Limited dataset scale: The OSU institutional dataset contains only 60 WSIs; this small scale may limit assessment of the method's upper bound.
Insufficient comparison with SOTA WSSS methods: No direct comparison is made with recent advanced weakly supervised segmentation methods (e.g., pathology-adapted versions of SEAM, AffinityNet).
Hyperparameter sensitivity: The framework introduces additional hyperparameters (EMA decay coefficient, confidence threshold, curriculum schedule); their sensitivity and tuning guidance are not sufficiently discussed.

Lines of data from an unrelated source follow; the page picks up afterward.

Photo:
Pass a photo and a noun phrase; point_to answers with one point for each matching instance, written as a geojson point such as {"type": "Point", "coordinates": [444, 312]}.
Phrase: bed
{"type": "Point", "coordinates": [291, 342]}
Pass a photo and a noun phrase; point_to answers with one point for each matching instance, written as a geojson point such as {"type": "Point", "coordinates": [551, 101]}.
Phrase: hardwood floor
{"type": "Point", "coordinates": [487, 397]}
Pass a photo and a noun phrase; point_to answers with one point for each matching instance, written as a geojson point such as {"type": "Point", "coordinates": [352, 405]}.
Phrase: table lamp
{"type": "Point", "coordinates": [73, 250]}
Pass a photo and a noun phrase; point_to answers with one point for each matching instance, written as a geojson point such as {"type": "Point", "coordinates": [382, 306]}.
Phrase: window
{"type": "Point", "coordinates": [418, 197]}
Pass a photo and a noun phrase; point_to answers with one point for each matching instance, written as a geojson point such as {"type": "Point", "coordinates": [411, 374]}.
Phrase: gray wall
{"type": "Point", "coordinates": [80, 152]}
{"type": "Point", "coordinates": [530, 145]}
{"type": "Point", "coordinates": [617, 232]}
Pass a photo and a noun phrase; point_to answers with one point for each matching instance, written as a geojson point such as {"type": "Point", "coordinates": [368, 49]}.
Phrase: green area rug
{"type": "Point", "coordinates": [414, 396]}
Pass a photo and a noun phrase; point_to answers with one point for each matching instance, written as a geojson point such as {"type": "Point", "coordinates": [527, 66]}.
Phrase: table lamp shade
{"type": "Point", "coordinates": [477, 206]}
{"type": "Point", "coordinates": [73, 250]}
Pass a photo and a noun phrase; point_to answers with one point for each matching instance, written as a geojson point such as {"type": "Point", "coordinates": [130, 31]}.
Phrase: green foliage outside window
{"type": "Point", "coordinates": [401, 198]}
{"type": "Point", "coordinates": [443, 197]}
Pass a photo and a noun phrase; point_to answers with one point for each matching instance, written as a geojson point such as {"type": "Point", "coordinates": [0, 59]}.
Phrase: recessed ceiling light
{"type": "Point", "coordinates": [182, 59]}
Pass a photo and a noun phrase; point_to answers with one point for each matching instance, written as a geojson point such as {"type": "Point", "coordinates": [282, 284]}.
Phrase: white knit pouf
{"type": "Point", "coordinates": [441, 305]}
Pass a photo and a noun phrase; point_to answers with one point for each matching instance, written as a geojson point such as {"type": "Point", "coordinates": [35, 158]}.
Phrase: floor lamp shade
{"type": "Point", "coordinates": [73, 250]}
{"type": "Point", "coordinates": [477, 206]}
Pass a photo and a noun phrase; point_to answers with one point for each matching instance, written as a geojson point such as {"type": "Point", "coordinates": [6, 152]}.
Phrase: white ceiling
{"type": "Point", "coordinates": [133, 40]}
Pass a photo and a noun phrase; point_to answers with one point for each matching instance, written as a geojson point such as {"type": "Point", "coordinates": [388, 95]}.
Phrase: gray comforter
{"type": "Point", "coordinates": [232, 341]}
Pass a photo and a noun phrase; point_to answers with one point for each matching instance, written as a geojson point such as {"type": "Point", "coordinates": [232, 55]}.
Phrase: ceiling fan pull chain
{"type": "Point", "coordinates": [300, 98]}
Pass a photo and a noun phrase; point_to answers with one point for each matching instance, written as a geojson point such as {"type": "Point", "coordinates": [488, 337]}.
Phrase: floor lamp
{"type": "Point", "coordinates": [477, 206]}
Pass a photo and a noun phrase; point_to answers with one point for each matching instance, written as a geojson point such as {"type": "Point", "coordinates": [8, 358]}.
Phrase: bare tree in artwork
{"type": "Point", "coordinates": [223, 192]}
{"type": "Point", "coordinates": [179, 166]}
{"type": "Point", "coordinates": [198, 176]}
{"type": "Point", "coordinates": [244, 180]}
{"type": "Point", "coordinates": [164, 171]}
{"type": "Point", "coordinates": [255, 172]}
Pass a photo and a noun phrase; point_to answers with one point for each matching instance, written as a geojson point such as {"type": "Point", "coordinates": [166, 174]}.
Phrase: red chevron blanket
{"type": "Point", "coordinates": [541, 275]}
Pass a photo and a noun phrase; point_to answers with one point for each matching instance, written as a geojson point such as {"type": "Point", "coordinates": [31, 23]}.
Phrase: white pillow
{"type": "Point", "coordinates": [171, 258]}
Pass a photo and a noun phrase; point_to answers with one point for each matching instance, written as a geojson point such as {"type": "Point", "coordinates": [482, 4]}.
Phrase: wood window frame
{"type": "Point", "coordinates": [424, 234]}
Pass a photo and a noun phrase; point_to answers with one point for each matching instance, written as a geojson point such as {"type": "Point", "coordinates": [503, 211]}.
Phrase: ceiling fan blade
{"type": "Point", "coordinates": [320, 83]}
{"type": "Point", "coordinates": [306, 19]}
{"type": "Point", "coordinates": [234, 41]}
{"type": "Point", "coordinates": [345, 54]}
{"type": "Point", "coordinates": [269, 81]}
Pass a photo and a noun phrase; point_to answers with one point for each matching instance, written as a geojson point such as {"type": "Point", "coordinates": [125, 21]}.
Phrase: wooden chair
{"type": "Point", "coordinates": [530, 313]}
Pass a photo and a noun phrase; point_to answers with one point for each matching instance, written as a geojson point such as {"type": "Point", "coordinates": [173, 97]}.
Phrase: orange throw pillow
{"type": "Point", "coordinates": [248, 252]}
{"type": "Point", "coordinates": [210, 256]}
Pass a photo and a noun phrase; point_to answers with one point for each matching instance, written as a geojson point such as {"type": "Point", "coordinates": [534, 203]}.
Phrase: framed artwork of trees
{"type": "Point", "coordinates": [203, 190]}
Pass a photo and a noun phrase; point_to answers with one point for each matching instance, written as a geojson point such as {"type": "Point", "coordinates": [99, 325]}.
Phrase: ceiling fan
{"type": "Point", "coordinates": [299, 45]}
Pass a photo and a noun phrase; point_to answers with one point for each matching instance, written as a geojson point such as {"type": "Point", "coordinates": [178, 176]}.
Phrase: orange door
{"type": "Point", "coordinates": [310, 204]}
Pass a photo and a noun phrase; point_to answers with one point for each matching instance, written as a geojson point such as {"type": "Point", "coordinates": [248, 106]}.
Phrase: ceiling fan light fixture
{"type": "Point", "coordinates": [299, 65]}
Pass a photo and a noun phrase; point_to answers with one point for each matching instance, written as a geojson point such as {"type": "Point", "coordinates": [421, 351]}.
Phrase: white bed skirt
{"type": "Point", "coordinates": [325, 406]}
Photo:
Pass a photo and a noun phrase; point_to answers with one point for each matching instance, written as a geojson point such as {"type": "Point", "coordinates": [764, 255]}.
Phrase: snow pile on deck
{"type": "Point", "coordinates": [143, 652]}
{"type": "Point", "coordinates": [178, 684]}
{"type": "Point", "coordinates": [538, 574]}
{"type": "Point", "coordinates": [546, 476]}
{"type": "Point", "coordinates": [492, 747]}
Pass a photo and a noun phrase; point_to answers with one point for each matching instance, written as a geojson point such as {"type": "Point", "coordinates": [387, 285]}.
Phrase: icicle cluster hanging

Gland segmentation: Traditional methods rely on handcrafted features (morphological filtering, random forests); deep learning approaches (U-Net, DeepLab) have achieved breakthroughs but depend on large-scale pixel annotations.
Weakly supervised semantic segmentation (WSSS): CAM-based methods (GradCAM, LayerCAM) → pseudo-mask generation → segmentation network training; improvements include attention erasure, contrastive learning, and affinity propagation.
Teacher-student / semi-supervised segmentation: Mean Teacher, FixMatch, and related methods are widely applied to natural images; adapting these to pathology images requires handling challenges such as multi-scale structures and dense targets.
Pseudo-label refinement: Pseudo-label denoising strategies in self-training include confidence thresholding, uncertainty estimation, and prototype-based contrastive learning.
Positioning of this work: The paper combines the teacher-student framework with progressive pseudo-mask refinement, tailored specifically to sparse annotation scenarios in pathology images, filling a gap in the weakly supervised gland segmentation literature regarding stable pseudo-label generation mechanisms.

Rating¶

Novelty: ⭐⭐⭐ — EMA teacher-student and pseudo-mask refinement are established techniques; the contribution lies primarily in their combination and adaptation to the pathology domain.
Experimental Thoroughness: ⭐⭐⭐ — Multi-dataset evaluation and cross-domain experiments are convincing, but comparisons with a broader range of WSSS methods and detailed ablation studies are lacking.
Writing Quality: ⭐⭐⭐ — Structure is clear and positioning is well-defined, though methodological details remain somewhat high-level.
Value: ⭐⭐⭐⭐ — Directly addresses the annotation cost bottleneck in pathology, with clear practical value for clinical deployment.